Despite US President Donald Trump's effort, House vote to repeal Obamacare postponed

March 23, 2017 2:17 pm

Kent Keyser (C) talks about how the repeal of Obamacare would negatively impact him and other disable people during a conference outside the Capitol on March 9, 2017. (Getty Images) US Republican leaders in the House of Representatives have postponed a planned vote on legislation to repeal Obamacare as President struggles to gather support from members of his own Republican Party amid a wave of defections from the proposed replacement bill.
The vote, which was scheduled for Thursday, was delayed amid signs that the replacement legislation to eliminate former President Barack Obama’s signature domestic achievement – the Affordable Care Act or Obamacare – was in deep trouble.
Trump had agreed to many of the demands that the most conservative House Republicans had made, including ending requirements that health insurance plans provide benefits in 10 broad categories, including maternity care, emergency services, mental health and wellness visits.
On Thursday, Trump met at the White House with some of the bill’s strongest opponents – the Freedom Caucus – a congressional caucus consisting of conservative Republican lawmakers in the House of Representatives.
Its members say the bill, known formally as the American Health Care Act, does not go far enough to repeal Obamacare.
“We’re certainly trying to get to ‘yes,’” said Representative Mark Meadows, Republican of North Carolina and the chairman of the House Freedom Caucus. “We’ve made very reasonable requests and we’re hopeful that those reasonable requests will be listened to and ultimately agreed to.”
Trump had agreed to many of the demands that the Freedom Caucus had made, including ending requirements that health insurance plans provide a basic set of benefits like emergency services, mental health, wellness visits and maternity care.

Protesters march towards the Federal Building during a “Save the Affordable Care Act” rally in Los Angeles, California on March 23, 2017. (AFP photo)But it was not enough to secure the group’s votes.

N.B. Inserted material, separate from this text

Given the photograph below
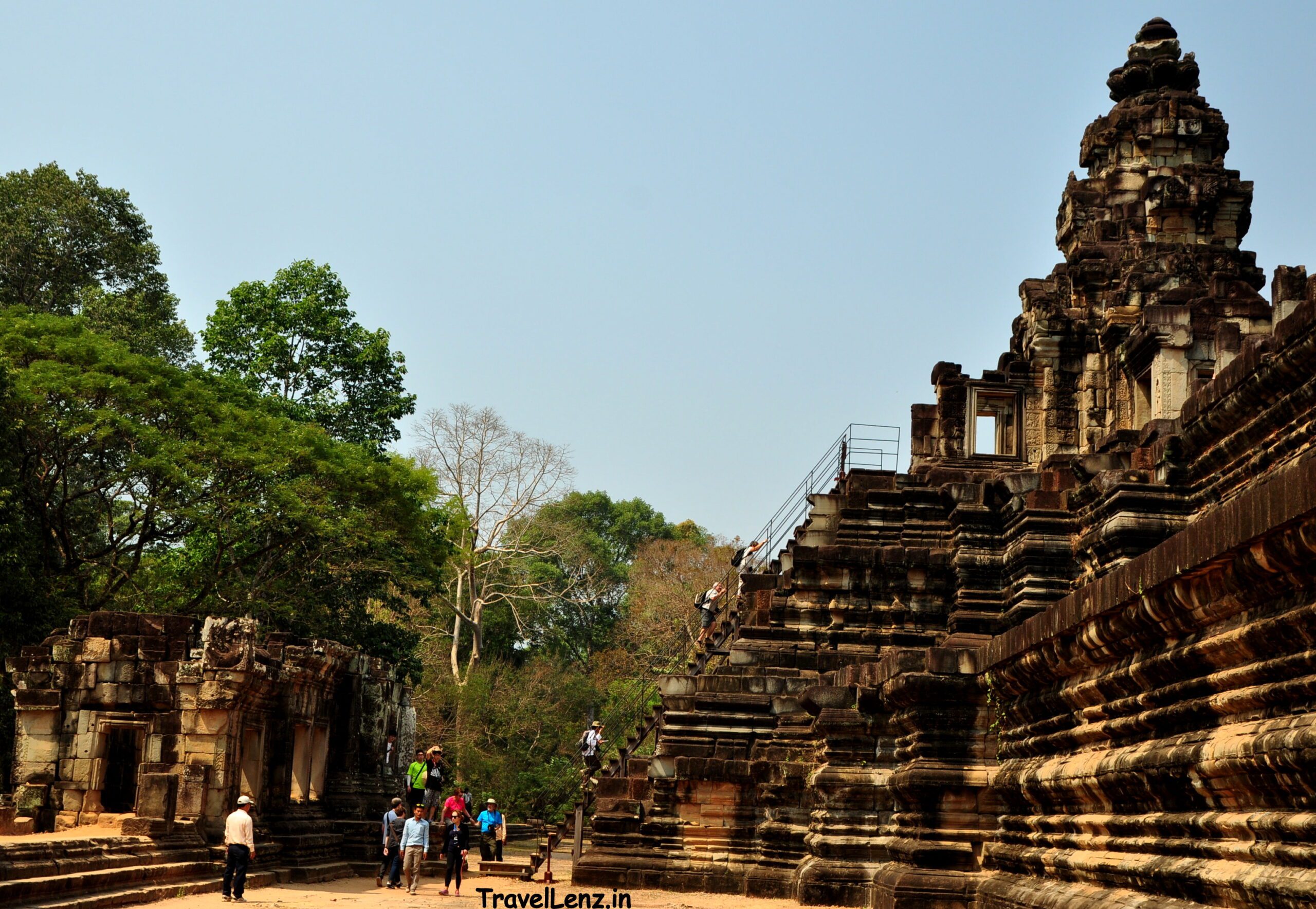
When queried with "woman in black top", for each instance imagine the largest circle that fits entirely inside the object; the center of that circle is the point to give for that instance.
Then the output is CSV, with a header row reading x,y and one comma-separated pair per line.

Meanwhile, more moderate House Republicans were walking away from the bill.
After all the negotiations, however, passage of the bill seemed more distant. Some lawmakers hesitated at the removal of health insurance and benefits their constituents depend on.

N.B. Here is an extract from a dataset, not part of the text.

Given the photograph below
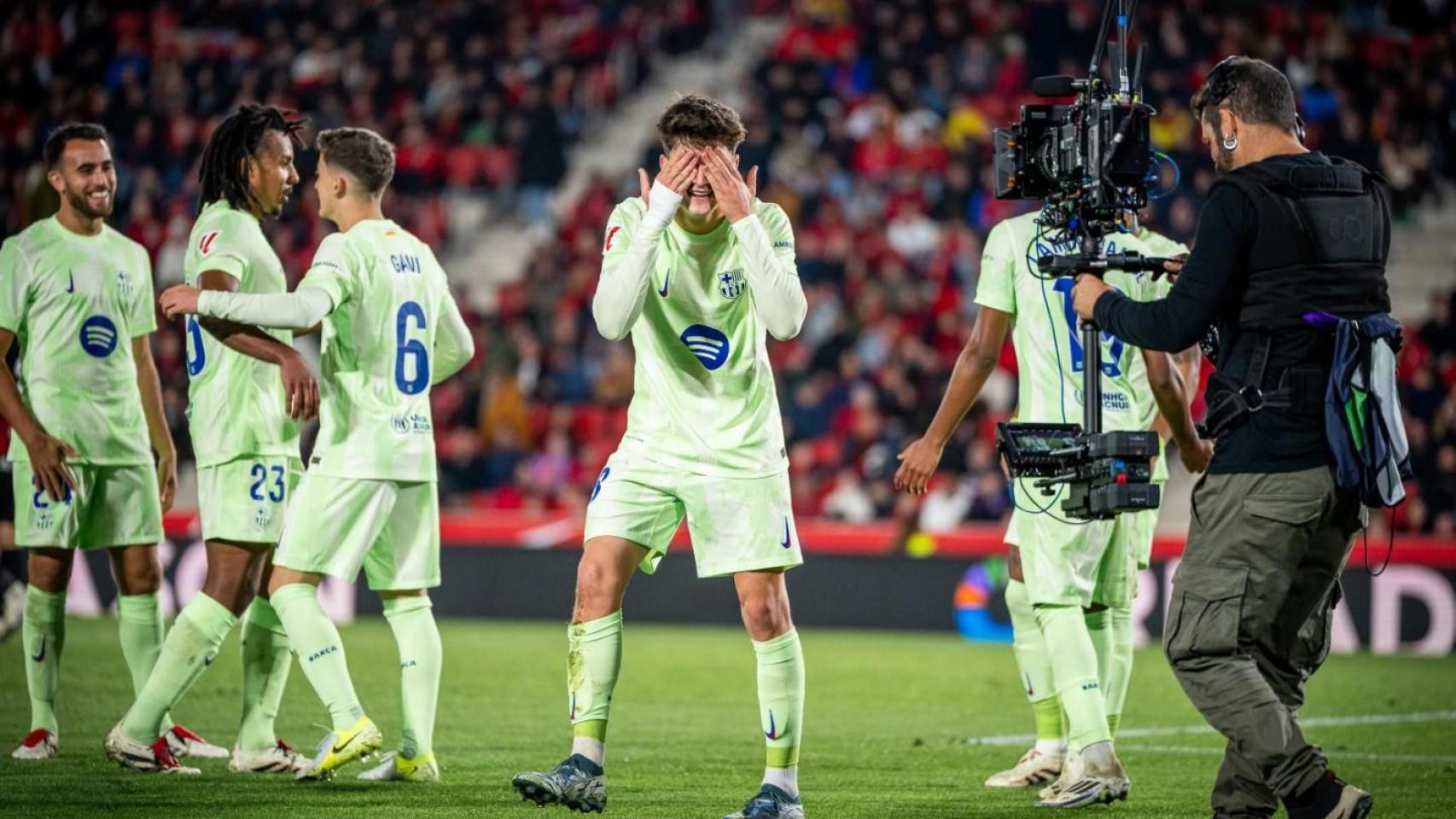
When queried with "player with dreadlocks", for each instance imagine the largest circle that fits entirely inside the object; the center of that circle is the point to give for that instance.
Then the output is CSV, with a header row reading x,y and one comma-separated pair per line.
x,y
245,435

The changes that the Trump administration has made to Obamacare have alienated some Republicans who were already nervous about the bill.
Republican Party leaders appeared to be short of a majority as the crucial vote approached on Thursday, with moderate Republicans continuing to move away from the bill.
Representative Charlie Dent, a Republican from Pennsylvania, announced Wednesday night that he would oppose the bill.
“I believe this bill, in its current form, will lead to the loss of coverage and make insurance unaffordable for too many Americans, particularly for low- to moderate-income and older individuals,” Dent said.
Health care experts from across the political spectrum say that the House Republican health care bill was unworkable and suffered from fatal flaws and could lead to Americans dropping out of the health care market.
Experts agree that the bill fails to reach the objectives laid forth by Trump, which includes affordable coverage for everyone; lower deductibles and health care costs and better care.